Attention la ville est à 35min du village et des portes d'entrée du parc. Des bus y vont. Le taxi nous a coûté 19€.

J'aurai tendance à dormir au village plutôt qu'à la ville. Attention, tout va très vite en Chine. Dans deux ans, le village sera davantage l'équivalent d'une très grande ville. Entrée valable 4 jours, 25€. On prend vos empreintes. Je crois que vous êtes obligés de passer par la même porte d'entrée.

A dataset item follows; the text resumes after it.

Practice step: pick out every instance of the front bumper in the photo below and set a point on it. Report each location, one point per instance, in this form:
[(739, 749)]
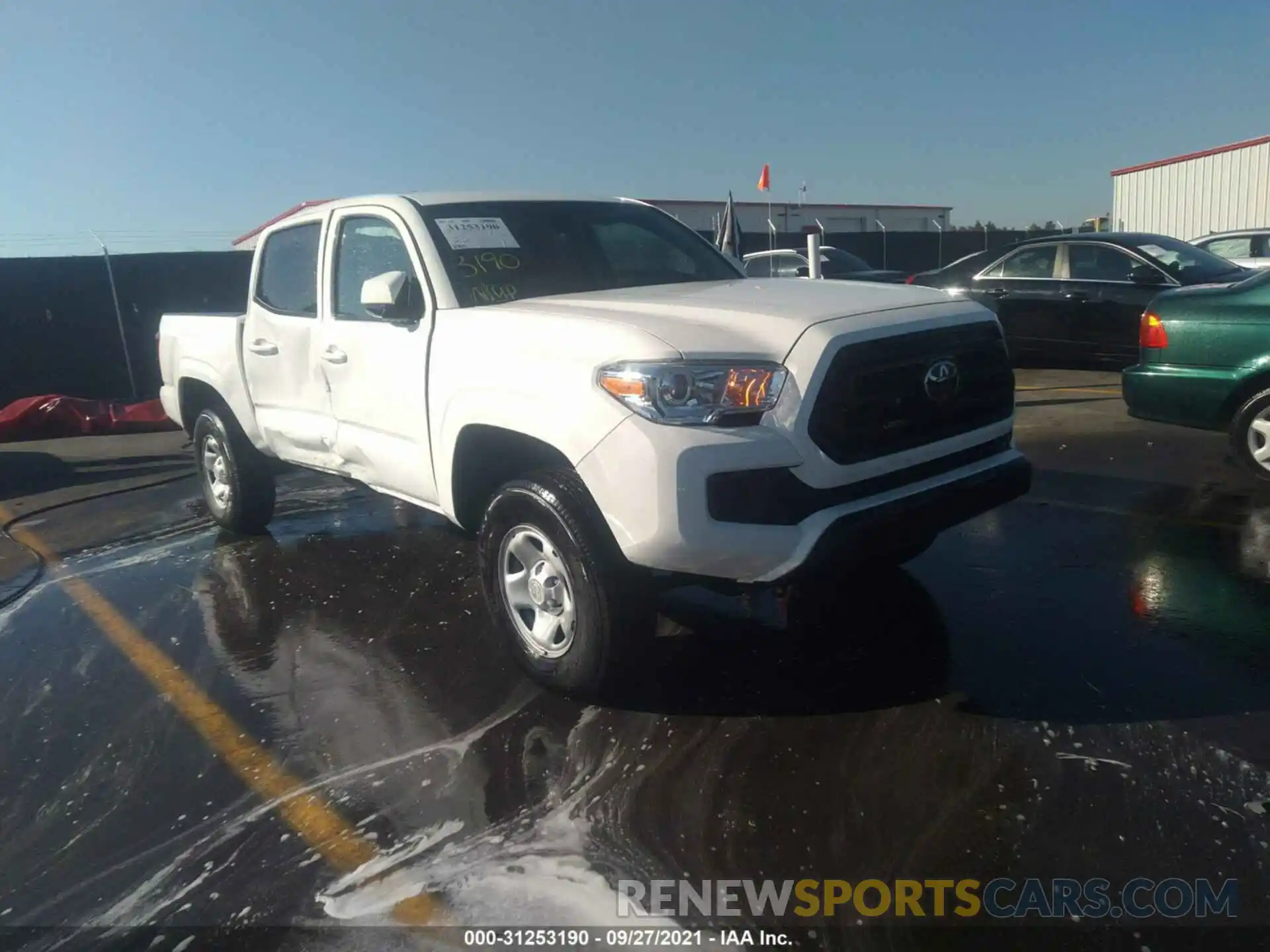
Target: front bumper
[(651, 483)]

Au vu de la quantité d'itinéraires, vous pourriez passer 4jours de randonnée.... Mais, début août 2019, la quasi totalité des chemins secondaires que nous voulions prendre étaient fermés. Seront ils réouverts un jour ? Je n'en suis pas sûr, j'ai l'impression que les Chinois refont des chemins ailleurs plutôt. Les cartes se trouvent sur place, mais vous n'aurez pas les temps de marche ni les kilomètres.. C'est bien balisé sur place, parfois avec le temps de marche sur les gros itinéraires. Je vous convie fortement à prendre en photo les grandes cartes sur panneau à l'entree du parc. Au début et à la fin d'un itinéraire, ce sera toujours rempli de monde. Au milieu cela reste acceptable. Comme pour mon poste sur le Huangshan, nous serons sur des chemins pré figés par des dalles de béton, barrière et marches d'escaliers. Aucun "sentier" à la française sur terre. Pas de "sortie de sentiers" possible. On suit ce qui est proposé et c'est tout. Les toilettes, stand boisson et / ou nourriture sont fréquents, les points de vue aussi.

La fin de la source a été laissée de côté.